The quintessential open-source network mapper, Nmap, was updated to version 7 yesterday. This version includes mature IPv6 support and expanded capabilities for its scripting engine. The biggest draw for security-wary developers and admins alike, however, may be the top-shelf SSL/TLS scanning.
With SSL and TLS vulnerable to so many different attacks discovered over the past two years, it can be a daunting task to ensure every system in the business is safe from outside attacks. Nmap 7 has added SSL and TLS vulnerability-detection capabilities, crowned by ssl-enum-ciphers, which enumerate SSL/TLS protocol versions and cipher suites.
(Related: One of the SSL vulnerabilities Nmap aims to cover)

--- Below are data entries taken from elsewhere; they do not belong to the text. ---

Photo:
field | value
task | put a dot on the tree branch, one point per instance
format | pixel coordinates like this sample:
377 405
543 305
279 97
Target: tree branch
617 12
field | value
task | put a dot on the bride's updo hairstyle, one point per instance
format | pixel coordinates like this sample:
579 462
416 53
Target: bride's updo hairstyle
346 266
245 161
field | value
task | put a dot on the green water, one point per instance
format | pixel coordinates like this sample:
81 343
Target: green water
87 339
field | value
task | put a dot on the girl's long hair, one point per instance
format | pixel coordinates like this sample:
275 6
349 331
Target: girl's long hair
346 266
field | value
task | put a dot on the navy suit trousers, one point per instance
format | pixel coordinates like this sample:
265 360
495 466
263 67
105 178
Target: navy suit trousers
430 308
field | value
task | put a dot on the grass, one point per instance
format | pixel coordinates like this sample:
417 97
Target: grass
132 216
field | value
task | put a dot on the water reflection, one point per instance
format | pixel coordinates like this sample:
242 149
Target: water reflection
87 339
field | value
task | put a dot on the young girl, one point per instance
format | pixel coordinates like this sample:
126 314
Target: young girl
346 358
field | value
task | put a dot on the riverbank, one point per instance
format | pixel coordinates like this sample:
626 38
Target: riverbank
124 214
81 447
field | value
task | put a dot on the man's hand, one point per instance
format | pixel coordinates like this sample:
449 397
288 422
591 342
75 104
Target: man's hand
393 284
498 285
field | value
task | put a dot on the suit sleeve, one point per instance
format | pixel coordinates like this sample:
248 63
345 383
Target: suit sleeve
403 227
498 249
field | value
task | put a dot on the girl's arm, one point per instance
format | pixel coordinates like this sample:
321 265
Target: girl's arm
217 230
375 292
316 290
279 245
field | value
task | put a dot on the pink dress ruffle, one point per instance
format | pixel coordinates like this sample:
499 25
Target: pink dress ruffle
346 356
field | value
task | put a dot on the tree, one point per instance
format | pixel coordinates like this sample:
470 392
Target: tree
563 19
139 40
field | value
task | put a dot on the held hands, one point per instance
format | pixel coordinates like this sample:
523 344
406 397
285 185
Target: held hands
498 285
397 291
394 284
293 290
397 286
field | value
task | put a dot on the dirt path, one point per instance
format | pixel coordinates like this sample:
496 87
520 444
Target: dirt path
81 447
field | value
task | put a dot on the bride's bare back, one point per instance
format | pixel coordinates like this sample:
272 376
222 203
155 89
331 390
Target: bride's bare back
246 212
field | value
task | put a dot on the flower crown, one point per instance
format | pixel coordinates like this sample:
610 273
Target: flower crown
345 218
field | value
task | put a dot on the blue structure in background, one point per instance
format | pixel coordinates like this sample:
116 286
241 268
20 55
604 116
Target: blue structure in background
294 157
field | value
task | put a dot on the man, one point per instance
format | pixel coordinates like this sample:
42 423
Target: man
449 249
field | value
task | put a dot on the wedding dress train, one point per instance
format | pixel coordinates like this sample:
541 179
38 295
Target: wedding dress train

Finding vulnerable servers will be faster as well, as this new version includes speedups and scanning improvements. In many cases, timeouts are shorter for scripts, and version scanning is faster due to optimizations. This last improvement comes from the changing of the scan engine underneath the RPC Grinder code.
That engine was written in the newer, faster Nmap Scripting Engine. The engine allows users to write Lua code to automate many common network tasks. These scripts can then be executed in parallel. As a result of the improvements to the scripting engine, the library of Nmap scripts has expanded from 348 to 515.
The Nmap team identified the new scripting engine as the reason scripts for “celebrity” vulnerabilities were produced quickly. There are scripts in that 515 to check for SSL vulnerabilities such as Heartbleed, POODLE and Shellshock, but also scanners for HTTP vulnerabilities such as Slowloris and Misfortune Cookie.
Vulnerabilities aren’t the only thing the new scripting engine can handle, however. NSE can output parsable XML now, and it has support for shared libraries across scripts. Libraries can assist with tasks such as formatting directory listings, parsing expressions and Unicode.